Метод исторической реинтерпретации. Преходящие и постоянные элементы идеи прогресса

В предстоящий нам период изменений центральная проблема христианской мысли будет, очевидно, состоять в следующем: как изменяется применение христианских ценно­стей с изменением социальных и экономических условий. Эта проблема в своем полном значении может быть решена толь­ко самой жизнью. Этот процесс личного и коллективного опы­та будет плодотворным, только если будет постоянно направ­ляться сознательным обдумыванием. Мы стремимся вовсе не к абстрактному мышлению, опирающемуся исключительно на метод логической дедукции, а к такому мышлению, которое получает свои главные стимулы из конкретной игры слов, из наблюдений за трудностями, испытываемыми христианами в среде, совершенно непохожей на ту, где впервые был выра­ботан христианский опыт.

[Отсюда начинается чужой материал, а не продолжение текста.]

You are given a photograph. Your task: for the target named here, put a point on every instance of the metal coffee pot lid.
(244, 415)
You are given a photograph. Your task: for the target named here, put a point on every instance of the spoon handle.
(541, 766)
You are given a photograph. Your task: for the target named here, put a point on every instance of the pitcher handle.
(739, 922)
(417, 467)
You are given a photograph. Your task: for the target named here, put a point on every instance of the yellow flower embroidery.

Наша задача будет состоять в том, чтобы выяснить, в какой степени духовность может распространяться и проникать собой ситуации, отличные от тех, в которых она первоначально сформировалась. Такое проникновение в новые ситуации происходит в ходе решения текущих жизненных конфликтов. Конфликты, если их правильно понимать, представляют собой симптомы расхождений между установившимися подходами и оценками и меняющейся ситуацией. В ходе решения этих конфликтов в христианском духе происходит частичное оду­хотворение новой среды и новое понимание самого понятия духа. Этот процесс нового понимания продолжается постоян­но; он шел уже тогда, когда раннехристианские секты должны были отказаться от своих надежд на то, что надвигается конец света и наступает Царствие Божие. Это изменение в сознании и реалистическое восприятие некоторых факторов сильно изменило поведение этих групп, хотя они возникали из одного и того же духовного начала на различных этапах развития. Пока группы небольшие и ситуация относительно проста, то группа в силу своего опыта бессознательно выполняет задачу реинтерпретации. Когда же с развитием цивилизации реин-терпретация становится сложной, то появляется необходимость участия в ней людей с религиозным опытом и экспертов по социальным изменениям. И даже на этом сложном уровне реин-терпретация осуществляется только с помощью группового опы­та, а люди с религиозным опытом и эксперты могут сказать свое слово, только если они являются участниками этого опы­та. Их выводы основываются на предварительном обсужде­нии, которое вскрывает все трудности группового опыта.

[521]

Обладание групповым опытом и знание казуистики да­ет конкретные результаты только в том случае, если мы осоз­наем глубокое значение вопроса. Во-первых, необходимо иметь в виду, что в наш век существуют различные способы мышления, и что они по-разному влияют на метод переоцен­ки ценностей. В этом отношении существуют две крайности. Одна из них - это крайне жесткая позиция, отождествляющая христианство с одной особой эпохой его истории, в то время как другая сознательно или неосознанно применяет к сфере оценок модель «прогресса». Значение и ценность этих мето­дов необходимо осознать, прежде чем их применять. Без осознания их природы и их ограниченности существует опас­ность, что эти методы мышления сами возьмут власть над нами, а не мы над ними.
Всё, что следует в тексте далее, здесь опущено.